What’s your name?
Who are you playing?
Barbara Fordham, formerly known as Barbara Weston.
What town are you from?
I am from Springfield, Massachusetts.
Is this your first time at Hole in the Wall?
No, I’ve done two shows before here, She Kills Monsters and Wife/Worker/Whore.
How did you get into theater, and what is your background in theater?
So I started theater when I was five. I played a security guard in a musical about time traveling to Egypt. I have a B. A. from UMass Amherst in Theater.

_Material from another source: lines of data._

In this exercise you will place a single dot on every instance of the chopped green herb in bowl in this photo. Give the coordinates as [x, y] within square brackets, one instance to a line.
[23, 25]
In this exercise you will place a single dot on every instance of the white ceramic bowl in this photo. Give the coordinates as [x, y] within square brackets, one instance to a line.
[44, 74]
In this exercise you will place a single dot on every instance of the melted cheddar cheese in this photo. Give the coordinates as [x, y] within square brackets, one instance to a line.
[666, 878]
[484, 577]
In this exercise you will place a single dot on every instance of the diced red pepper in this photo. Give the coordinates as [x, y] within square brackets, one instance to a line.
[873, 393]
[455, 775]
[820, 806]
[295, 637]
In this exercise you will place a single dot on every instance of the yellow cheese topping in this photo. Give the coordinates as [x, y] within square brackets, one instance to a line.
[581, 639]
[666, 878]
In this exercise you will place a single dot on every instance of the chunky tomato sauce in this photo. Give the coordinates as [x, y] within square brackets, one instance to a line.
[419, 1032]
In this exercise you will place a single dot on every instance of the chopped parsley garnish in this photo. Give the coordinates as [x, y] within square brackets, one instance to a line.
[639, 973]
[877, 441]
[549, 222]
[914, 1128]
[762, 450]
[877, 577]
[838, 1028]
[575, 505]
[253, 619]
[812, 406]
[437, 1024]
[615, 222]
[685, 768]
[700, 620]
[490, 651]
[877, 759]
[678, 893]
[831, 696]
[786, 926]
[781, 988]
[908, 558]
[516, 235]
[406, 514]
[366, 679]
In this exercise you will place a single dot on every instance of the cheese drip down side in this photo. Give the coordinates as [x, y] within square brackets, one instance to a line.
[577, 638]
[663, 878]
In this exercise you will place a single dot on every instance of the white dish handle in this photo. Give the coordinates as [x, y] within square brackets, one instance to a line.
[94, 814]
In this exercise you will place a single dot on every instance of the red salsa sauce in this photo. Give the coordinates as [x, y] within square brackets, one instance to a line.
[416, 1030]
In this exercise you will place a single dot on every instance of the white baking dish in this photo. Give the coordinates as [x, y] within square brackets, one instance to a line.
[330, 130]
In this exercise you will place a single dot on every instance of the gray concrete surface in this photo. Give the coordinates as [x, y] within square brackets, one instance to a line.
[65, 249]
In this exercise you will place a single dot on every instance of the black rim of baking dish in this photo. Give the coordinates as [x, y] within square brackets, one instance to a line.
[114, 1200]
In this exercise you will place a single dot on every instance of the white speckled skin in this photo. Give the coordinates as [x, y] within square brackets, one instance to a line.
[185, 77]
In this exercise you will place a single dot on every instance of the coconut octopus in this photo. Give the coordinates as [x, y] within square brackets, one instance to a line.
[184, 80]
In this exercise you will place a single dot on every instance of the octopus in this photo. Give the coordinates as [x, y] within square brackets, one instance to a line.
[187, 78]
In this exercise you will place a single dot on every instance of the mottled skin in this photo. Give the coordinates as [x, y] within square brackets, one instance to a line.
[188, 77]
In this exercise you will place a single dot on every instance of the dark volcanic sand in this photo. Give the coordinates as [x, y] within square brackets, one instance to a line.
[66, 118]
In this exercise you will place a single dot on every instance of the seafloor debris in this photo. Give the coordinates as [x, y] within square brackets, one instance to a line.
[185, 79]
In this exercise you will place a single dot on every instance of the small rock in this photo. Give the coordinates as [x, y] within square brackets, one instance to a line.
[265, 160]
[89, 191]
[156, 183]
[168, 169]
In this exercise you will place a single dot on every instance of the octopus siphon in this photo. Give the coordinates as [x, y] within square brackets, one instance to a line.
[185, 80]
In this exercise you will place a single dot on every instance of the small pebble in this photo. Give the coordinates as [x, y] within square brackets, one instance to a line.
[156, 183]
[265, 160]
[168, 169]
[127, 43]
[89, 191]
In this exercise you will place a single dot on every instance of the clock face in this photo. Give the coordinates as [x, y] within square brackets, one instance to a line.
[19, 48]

I also did a lot of classes at this acting conservatory in Springfield called The Drama Studio.
Describe your character.
Barbara is a, I feel like everyone says this about their character, especially if it’s like an older woman, but she’s a very complicated woman. I think it’s so easy to chalk her up to being someone that’s just like cold or, you know, bitchy, or just hard. But when people appear that way, it’s usually out of necessity or survival. And as you’ll see through the play, she’s gone through a lot, and more importantly she’s been let down by a lot of people in her life, including her parents, and husband, and at other times her sisters, and even her daughter.
If you could give your character advice, what would it be?
I think that… to not be afraid of endings because the more you hold on to them, the harder it will be for the better things to come in.
Why do you think the show got a Pulitzer Prize for drama?
I think because Tracy somehow was able to, or Mrs. Letts, depending on how she likes to be addressed, I think she figured out a way to interweave all of these different themes and issues that many families deal with. The biggest thing that she does so well is to talk about these families that grew up in these small towns that probably once had promise or character or more importantly industry and what happens to the family unit when a local economy or an economy at large breaks down.
Do you have a favorite book?
Yes, actually, and it’s kind of funny. It’s called “The Glass Castle” by Jeanette Walls. It talks about a woman and her relationship with her mom, and her mom was like a total… you know, just had a lot of issues. It’s very similar to August, and I was today years old when I realized that.
Do you have a favorite poem?
Ooh, poem. I’m trying to think. That might be a no. Or it’s gonna be one of those things like six hours from now. I’m gonna be like, oh wait, no, it’s this.
Do you have a favorite drink, alcoholic or otherwise?
I think everyone is well aware. Coke Zero, but specifically Cumberland Farms Coke Zero. With a quarter of an inch of Mug Root Beer in it.
Cumberland Farms Coke Zero with a quarter inch of Mug Root Beer?
It’s different. It’s like McDonald’s Sprite, but for me.
Okay, follow up question. When did that start?
Oh, God. Probably when I used to Instacart as a job. Because I was always away from my apartment and I was in the every Cumberland Farms in the Tri State area.
What’s a fun fact about yourself?
Ooh, I… I performed at a theater festival in South Africa my junior year of college.
Last question, is there anything else you’d like to say, any other ventures, shout outs?
I want to thank this entire cast. I think we had to pull a lot together in a very short amount of time and everyone’s worked so hard on this. Not even just the actors, you know. Looking at someone right now doing all this marketing for us and other stuff. It can be so easy to try to be serious all the time and to always feel this pain, but my personal theory is that to really feel pain you have to know what joy is like. Backstage, everyone has been so supportive and kind and that really helps the work I do on stage, so I just want to thank you all.